In terms of how Tarbosaurus looks, I wouldn’t say it’s a particularly attractive creature design, but you can’t fault the scientific accuracy. Its head and body are significantly differently shaped than the show’s model of Tyrannosaurus–the head is much slimmer, with the characteristic sideways-facing eyes, and the body is a lot less barrel-chested. While Tyrannosaurus is completely featherless, as is the consensus nowadays due to numerous skin impressions, Tarbosaurus has a smattering of mangy-looking bristles that would help to dissipate heat like radiator fins (this is why elephants retain their sparse hair). This is a cool idea that takes our modern knowledge that ancestral tyrannosauroids were fully feathered and applies it to make adaptive sense in the context of the desert environment. I’m not a huge fan of the jaguar-like spots–and in general, this show probably overrepresents spotted and striped animals for the sake of pretty visuals–but I think they were intended to be reminiscent of those of spotted hyenas, suggesting convergence, given their similar ecological niche.
And while Tyrannosaurus is shown alone, in pairs, and with juveniles, Tarbosaurus is shown living in a pride of multiple adults, which is consistent with the fossil evidence. Overall, a very admirable portrayal of this dinosaur!
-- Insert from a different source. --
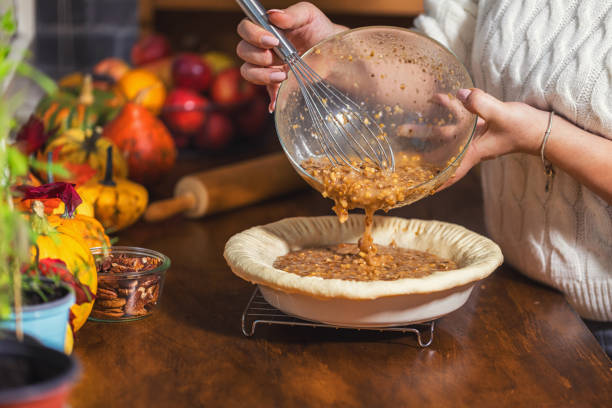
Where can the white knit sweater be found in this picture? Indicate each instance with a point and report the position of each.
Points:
(554, 55)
Fossil Poaching Controversy
Another claim to fame for Tarbosaurus was its involvement in celebrity auctions and fossil poaching scandals between 2007 and 2012. Mongolia and China have strict laws about removing fossils from the country in which they’re found, and since Tarbosaurus is known only from those two countries, fossils belonging to that genus that turn up anywhere else in the world are definitely smuggled. Against a background stream of other, lower-profile smuggled fossils coming out of Mongolia, a Tarbosaurus skull illegally taken from Mongolia, advertised as “Tyrannosaurus bataar” for added sexiness, got bidded up to $276,000 in a showdown between two anonymous private collectors. These turned out to be Nic Cage and Leonardo DiCaprio, bidding anonymously over the phone, and Cage won. DiCaprio begged the seller for another skull, which he obligingly procured, mounted, and sold for an even higher price.
In 2012, though, the Tarbosaurus seller’s luck ran out when he posted a complete skeleton for auction, priced at a cool million dollars. The scientific community and the Mongolian government rallied around this one specimen as the final straw, stopped the sale, repatriated the skeleton, and sent the smuggler to prison. This inspired a crackdown on other stolen fossils, resulting in many specimens being repatriated into Mongolia and China.
Above: Nic Cage’s Tarbosaurus skull at its official repatriation ceremony.
A much more detailed and sympathetic view of the fossil smuggling phenomenon, and a biography of the Tarbosaurus man in particular, can be found in the book “The Dinosaur Artist”, by Paige Williams.